Qatari businesswoman

Sheikha Amna bint Abdulaziz bin Jassim Al Thani (Arabic: الشيخة آمنة بنت عبد العزيز بن جاسم آل ثاني) is a Qatari businesswoman who is chief of Museum and Heritage Development at Qatar Museums and the former Director of the National Museum of Qatar.

== Education ==
Sheikha Amna graduated with a BSc in Business Administration and English from Carnegie Mellon University. She also earned an MSc in sociology from the London School of Economics.

== Career ==
Prior to her work at the National Museum of Qatar, Amna worked in the Investment Banking division of Goldman Sachs at Qatar Financial Centre. She was also Director of Finance and Strategy for the office of H.E. Sheikha Al Mayassa bint Hamad bin Khalifa Al Thani, who is Chair of Qatar Museums.
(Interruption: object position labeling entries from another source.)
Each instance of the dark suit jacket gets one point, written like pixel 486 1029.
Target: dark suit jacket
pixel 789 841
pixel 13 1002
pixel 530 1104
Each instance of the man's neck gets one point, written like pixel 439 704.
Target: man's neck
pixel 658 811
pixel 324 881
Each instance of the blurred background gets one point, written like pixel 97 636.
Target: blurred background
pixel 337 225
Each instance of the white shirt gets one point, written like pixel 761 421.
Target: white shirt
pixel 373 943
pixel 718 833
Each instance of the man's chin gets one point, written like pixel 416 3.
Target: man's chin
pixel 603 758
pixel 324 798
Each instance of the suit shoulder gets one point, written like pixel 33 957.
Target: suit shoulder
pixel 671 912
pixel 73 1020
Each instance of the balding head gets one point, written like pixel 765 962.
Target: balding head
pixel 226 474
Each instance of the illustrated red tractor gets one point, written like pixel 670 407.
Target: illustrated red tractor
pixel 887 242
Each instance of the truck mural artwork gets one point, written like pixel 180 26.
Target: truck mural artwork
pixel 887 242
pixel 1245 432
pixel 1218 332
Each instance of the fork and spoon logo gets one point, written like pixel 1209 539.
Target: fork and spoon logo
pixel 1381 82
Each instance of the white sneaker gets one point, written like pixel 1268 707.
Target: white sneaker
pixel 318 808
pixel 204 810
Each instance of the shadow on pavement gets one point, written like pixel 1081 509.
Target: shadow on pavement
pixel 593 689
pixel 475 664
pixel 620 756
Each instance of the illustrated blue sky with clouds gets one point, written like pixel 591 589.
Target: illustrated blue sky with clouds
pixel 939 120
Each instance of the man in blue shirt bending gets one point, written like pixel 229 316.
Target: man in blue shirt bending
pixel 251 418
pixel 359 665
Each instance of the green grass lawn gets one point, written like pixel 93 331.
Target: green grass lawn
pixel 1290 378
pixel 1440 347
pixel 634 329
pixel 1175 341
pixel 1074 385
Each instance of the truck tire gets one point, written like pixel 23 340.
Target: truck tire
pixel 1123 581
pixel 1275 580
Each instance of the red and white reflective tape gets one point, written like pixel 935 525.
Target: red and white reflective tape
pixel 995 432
In 2013 she was appointed as Director of the then under-construction National Museum of Qatar. She previously coordinated the Steering Committee for the future museum. The National Museum of Qatar opened in 2019, with Amna as its director. The museum was developed in collaboration with Qatari people over the preceding decade prior to its opening. Through consultation, themes were developed which were used in the final layout of the museum. However Sheikha Amna said it "is not a showcase for a collection. It is a journey—and like any true journey, it does not merely take people from one place to another." She has also described how "the story of the people of Qatar" is at the centre of the museum's interpretation. The new museum also asked Qatari people for contemporary contributions to add to the museum's collection. In 2020 she collaborated with collectors and historians to showcase Qatar's automobile history in an exhibition at the museum.

She is also a member of the Middle East Board of the World Class Learning Group (WCL Group) and on the Industrial Advisory Committee to the Centre of the Advanced Materials (CAM) at Qatar University. In 2018 she joined the board of the Journal of Interpretation Research.

In 2022, Amna was named Deputy CEO of Museums, Collections, and Heritage Protection at Qatar Museums, while also being involved in the opening of the 3-2-1 Qatar Olympic and Sports Museum. In February 2024, Sheikh Abdulaziz H. Al Thani replaced Amna as director of the NmoQ and appointed her as Chief of Museum and Heritage Development at Qatar Museums.

She is also the chair of the International Council of Museums (iCOM) Qatar.